Growth of life expectancy gap between low- and high-income Americans
“In a 2015 report, the National Academy of Sciences compared the 1930 and 1960 birth cohorts and found that life expectancy for the bottom quintile of men at age 50 decreased slightly to 26.1 years over the 30-year period. Meanwhile, life expectancy rose for men age 50 in higher-income quintiles. As shown in Figure 1, the life expectancy gap between the bottom (quintile 1) and top fifth of the income distribution widened from 5.1 to 12.7 years.
“In 2016, a Brookings study found, for men born in 1940, those in the lowest income decile at age 50 could expect to live to be about 76 years old compared with 88 years for the highest income decile. Another research team, led by Raj Chetty, found that disparity in longevity continued to increase over 2001–2014; the average gap between the bottom and top 1 percent was 14.6 years for men and 10.1 years for women.”
Economist Paul Krugman details how Republicans are still waging war on Social Security – Alternet
“Less affluent Americans — those who depend most on Social Security — have seen little rise in life expectancy, and in some cases actual declines,” Krugman observes. “So anyone invoking rising life expectancy as a reason to delay Social Security benefits is, in effect, saying that aging janitors must keep working — or be cast into extreme poverty — because bankers are living longer.”

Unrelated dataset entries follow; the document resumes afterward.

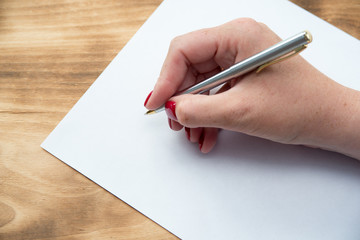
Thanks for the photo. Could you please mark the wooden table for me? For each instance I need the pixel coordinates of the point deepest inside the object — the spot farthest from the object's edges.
(50, 53)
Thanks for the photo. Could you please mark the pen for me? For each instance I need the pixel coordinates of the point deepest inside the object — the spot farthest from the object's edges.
(267, 57)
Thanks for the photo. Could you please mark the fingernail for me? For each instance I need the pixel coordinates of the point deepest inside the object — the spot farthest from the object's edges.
(187, 130)
(201, 140)
(170, 125)
(170, 110)
(147, 99)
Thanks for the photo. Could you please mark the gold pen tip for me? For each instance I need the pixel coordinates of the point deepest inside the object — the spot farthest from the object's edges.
(308, 36)
(150, 112)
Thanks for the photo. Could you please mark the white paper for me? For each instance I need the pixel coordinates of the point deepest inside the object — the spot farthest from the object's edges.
(246, 188)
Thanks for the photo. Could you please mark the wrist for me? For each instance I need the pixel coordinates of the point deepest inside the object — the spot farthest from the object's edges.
(336, 122)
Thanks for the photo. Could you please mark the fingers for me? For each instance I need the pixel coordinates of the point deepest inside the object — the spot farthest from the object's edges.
(200, 110)
(188, 56)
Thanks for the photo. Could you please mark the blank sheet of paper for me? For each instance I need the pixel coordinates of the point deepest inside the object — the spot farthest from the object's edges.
(246, 188)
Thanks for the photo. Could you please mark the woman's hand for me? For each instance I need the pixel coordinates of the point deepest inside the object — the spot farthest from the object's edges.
(289, 102)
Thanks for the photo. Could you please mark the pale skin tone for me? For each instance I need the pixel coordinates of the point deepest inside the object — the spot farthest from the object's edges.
(289, 102)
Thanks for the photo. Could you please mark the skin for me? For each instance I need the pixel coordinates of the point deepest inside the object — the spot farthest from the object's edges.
(289, 102)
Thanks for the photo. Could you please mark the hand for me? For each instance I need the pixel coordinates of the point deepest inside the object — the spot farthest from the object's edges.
(289, 102)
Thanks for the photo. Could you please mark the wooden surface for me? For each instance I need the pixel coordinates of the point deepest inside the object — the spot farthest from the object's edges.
(50, 53)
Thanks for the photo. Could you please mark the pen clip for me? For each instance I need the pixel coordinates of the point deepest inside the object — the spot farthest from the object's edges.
(296, 51)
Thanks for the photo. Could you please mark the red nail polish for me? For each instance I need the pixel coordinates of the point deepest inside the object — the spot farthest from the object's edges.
(187, 130)
(201, 140)
(170, 125)
(147, 99)
(170, 110)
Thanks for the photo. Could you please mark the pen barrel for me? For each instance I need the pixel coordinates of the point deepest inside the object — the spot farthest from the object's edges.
(281, 49)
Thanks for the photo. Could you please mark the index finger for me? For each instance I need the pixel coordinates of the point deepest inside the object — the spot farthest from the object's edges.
(193, 50)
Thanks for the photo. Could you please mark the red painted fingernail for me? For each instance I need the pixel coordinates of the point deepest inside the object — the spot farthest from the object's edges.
(170, 110)
(147, 98)
(187, 130)
(170, 125)
(201, 140)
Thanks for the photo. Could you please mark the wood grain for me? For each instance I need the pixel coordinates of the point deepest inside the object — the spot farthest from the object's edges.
(50, 53)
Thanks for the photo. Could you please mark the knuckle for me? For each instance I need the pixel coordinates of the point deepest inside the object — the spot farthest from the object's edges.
(183, 116)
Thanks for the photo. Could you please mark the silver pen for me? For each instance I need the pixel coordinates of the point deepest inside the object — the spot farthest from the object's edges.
(259, 61)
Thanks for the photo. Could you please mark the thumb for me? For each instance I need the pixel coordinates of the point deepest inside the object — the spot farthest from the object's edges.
(200, 110)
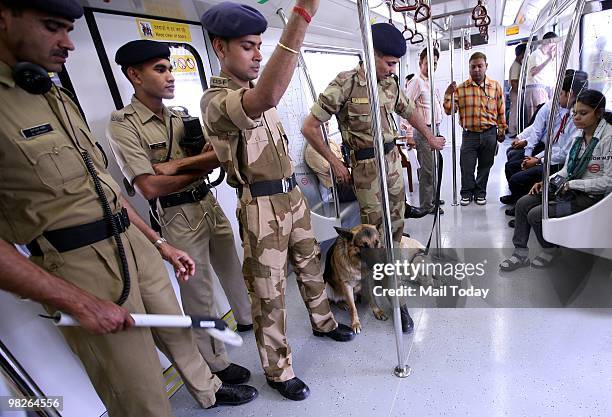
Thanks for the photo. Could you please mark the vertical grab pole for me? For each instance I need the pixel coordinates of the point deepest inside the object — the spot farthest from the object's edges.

Good to see Paul Krugman weighing in on how raising the retirement age again would hurt low-wage workers. Krugman’s comments in the NYT came a few weeks after the newspaper published this article promoting a higher Social Security retirement age by an economist from a DC think tank and a business school professor:
For the Good of the Country, Older Americans Should Work More and Take Less – Eugene Steuerle & Glenn Kramon
To their credit, the authors addressed a couple of the criticisms we raised with a version of this piece published on LinkedIn. They specify what time frame they are using to show life expectancy rose. They mention in passing that a higher age for Social Security eligibility would impact certain types of low wage workers negatively. But their suggested policy changes to adjust for major lifetime benefit losses by low-wage and middle-wage workers due to a higher benefit age are weak antidotes, would not help most low-wage workers, could be hard to administer, and would be less likely to be considered by Congress than raising the age. Their recommended compensatory changes are: Making it easier to qualify for Social Security disability benefits and raising the minimum old age benefit amount (both good ideas in their own right). They also fail to mention that US life expectancy, though higher than many years ago, has been dropping for several years now. Most important, if the retirement age were raised, they omit that lifetime Social Security benefits would drop a lot more for lower wage workers because their life expectancy is much lower than for others. In addition, raising the retirement age would only fill about one fifth of Social Security’s long term financing gap. Congress still would have to raise taxes or cut benefits – hopefully in a more equitable way.
Finally, the authors bundle Medicare and Social Security on the chopping block when the cost of the two programs is rising for different reasons and controlling costs has very different distributional impacts. While Social Security costs are rising mainly due to demographic changes, Medicare costs have been rising inexorably for decades due to failure by the government and other health care purchasers to bargain effectively to keep prices in sync with the general cost of living and restrain profit taking by providers and middlemen funneling funds through the system. Vigorously reducing Medicare costs would reduce Part B premiums, leaving retirees more money to spend from their Social Security checks, while also helping to balance the national budget.
CCSE on this issue earlier this year:
Raising Social Security’s retirement age would slam low-wage workers yet again – op-ed
“A proposal by Sens. Angus King (I-ME) and Bill Cassidy (R-LA) to raise the Social Security retirement age to 70 would be a massive benefit cut, particularly affecting low-wage workers. If Congress enacts it, millions more Social Security taxpayers would not live long enough to collect a cent in retirement benefits.
“Most recently floated by presidential hopeful Nikki Haley, an increase in the age at which workers collect full benefits is often included in proposals to bring Social Security into financial balance along with other types of benefit cuts and tax increases.
“Few people realize that low-wage workers are already receiving a cut in lifetime Social Security benefits due to an increase in the retirement age to age 67 gradually being implemented under legislation enacted four decades ago. The age for collecting full benefits is going up two years for all income groups, but lifetime retirement income for those at the bottom is affected the most.
“Why? Because low-wage workers, on average, live shorter lives. They already collect fewer Social Security checks than those who are better off. Though a higher retirement age may not affect differences in monthly payment rates, it would have a relatively greater negative impact on lifetime income for people with a history of low earnings. It would also affect the relative value of their benefits compared to taxes they paid.”